A major reason for Android tablet failure was that Google wasn't working to deliver a tablet-optimized app experience. As Android phones grew larger, the value of small tablets began to evaporate. But larger tablets running Android were still only able to display mostly stretched-out phone apps.
iPad mini wasn't a 7 inch phone
At the end of 2012, Apple burned Google one more time by shipping its own smaller iPad mini, once again to incredible success. However, rather than being a 7-inch tweener-sized panel, iPad mini delivered a scaled-down experience of the standard iPad, running the exact same tablet-optimized apps.
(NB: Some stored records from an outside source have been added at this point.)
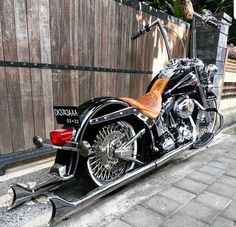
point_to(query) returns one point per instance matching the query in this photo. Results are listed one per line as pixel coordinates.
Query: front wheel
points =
(104, 165)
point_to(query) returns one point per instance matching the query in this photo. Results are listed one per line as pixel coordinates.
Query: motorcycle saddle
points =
(150, 103)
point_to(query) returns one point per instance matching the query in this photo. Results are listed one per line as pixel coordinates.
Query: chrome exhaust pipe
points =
(63, 208)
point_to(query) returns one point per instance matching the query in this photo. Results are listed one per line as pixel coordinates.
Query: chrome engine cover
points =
(184, 107)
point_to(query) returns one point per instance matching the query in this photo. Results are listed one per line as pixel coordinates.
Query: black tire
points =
(85, 167)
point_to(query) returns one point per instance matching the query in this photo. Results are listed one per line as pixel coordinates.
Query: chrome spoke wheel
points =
(104, 166)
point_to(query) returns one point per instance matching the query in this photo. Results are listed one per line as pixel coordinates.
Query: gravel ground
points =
(38, 212)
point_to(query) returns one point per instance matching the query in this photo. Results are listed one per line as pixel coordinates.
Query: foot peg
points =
(20, 195)
(203, 140)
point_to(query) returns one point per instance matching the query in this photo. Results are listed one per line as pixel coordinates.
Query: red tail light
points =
(60, 136)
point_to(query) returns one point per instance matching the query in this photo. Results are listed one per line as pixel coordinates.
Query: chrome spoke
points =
(104, 166)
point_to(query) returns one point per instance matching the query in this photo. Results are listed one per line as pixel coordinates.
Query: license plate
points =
(67, 115)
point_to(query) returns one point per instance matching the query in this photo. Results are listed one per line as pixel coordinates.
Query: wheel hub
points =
(104, 166)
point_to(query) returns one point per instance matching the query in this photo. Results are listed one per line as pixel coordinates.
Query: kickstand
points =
(23, 194)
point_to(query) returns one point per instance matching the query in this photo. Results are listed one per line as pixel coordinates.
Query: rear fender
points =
(95, 113)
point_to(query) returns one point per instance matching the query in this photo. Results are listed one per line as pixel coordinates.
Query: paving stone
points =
(220, 165)
(182, 220)
(213, 200)
(201, 177)
(140, 216)
(162, 204)
(223, 190)
(225, 160)
(227, 180)
(222, 222)
(177, 194)
(230, 211)
(211, 170)
(230, 155)
(117, 223)
(231, 172)
(200, 211)
(190, 185)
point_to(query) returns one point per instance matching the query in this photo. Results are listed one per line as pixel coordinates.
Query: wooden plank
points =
(12, 74)
(35, 56)
(104, 77)
(112, 47)
(25, 78)
(86, 43)
(5, 127)
(55, 37)
(73, 55)
(65, 51)
(44, 29)
(97, 47)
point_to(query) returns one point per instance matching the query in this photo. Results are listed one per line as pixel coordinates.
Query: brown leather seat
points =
(150, 103)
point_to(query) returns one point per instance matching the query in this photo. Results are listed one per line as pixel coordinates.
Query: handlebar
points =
(207, 18)
(144, 29)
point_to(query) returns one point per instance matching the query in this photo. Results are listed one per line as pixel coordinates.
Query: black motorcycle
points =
(112, 141)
Unable to sell many full-sized tablets, Samsung began offering a larger Note phablet at the end of 2011. That new hybrid product clouded the boundary between phone apps and tablet apps, further discouraging any new tablet-optimized apps, while also inching close to being an "almost PC" by involving a stylus and creating a more complex interface.
When Apple later launched its own larger phones starting in 2014, demand for smaller iPads also began to dramatically scale back. But Apple continued to sell full-sized iPads and eventually could expand its product line to deliver iPad Pro models capable of running even more sophisticated, tablet-optimized apps within the same simple environment.
Jobs' anticipation of what would be successful in tablets ended up being presciently correct. Having a clear, confident, strategic vision allowed Apple to make long term plans, which included developing custom silicon optimized specifically to competently deliver that vision.
In particular, Apple could build iPad mini with the previous year's A5 chips and have a fully differentiated set of tablets to offer, scaling from a lower-priced small tablet with a regular screen to its best A6X-powered full-sized Retina Display iPad 4.
Apple's apps vs. the web
When Jobs launched the first iPhone he said the solution for third party software titles was going to be web apps. Developers pushed back hard. Not having access to the new iPhone's "Cocoa touch" native app APIs would mean their apps couldn't be nearly as good as the ones Apple was building.
Apple pretty clearly already had an App Store in development. The company was already selling mini-games for iPod, using certificate-signing to prevent malware tampering and software piracy. Jobs admitted Apple was working on an iPhone App Store that fall and unveiled its plans in detail the next spring. It quickly became abundantly clear that simple, native apps were a critically important part of the iPhone's success.
This makes it particularly dumb that just a few years later, the development community was again reversing things to claim Apple was now against web apps— including the entire Adobe Flash platform— in iOS and directing people to the App Store as the best way to distribute software as part of a nefarious act that was bad for everyone else.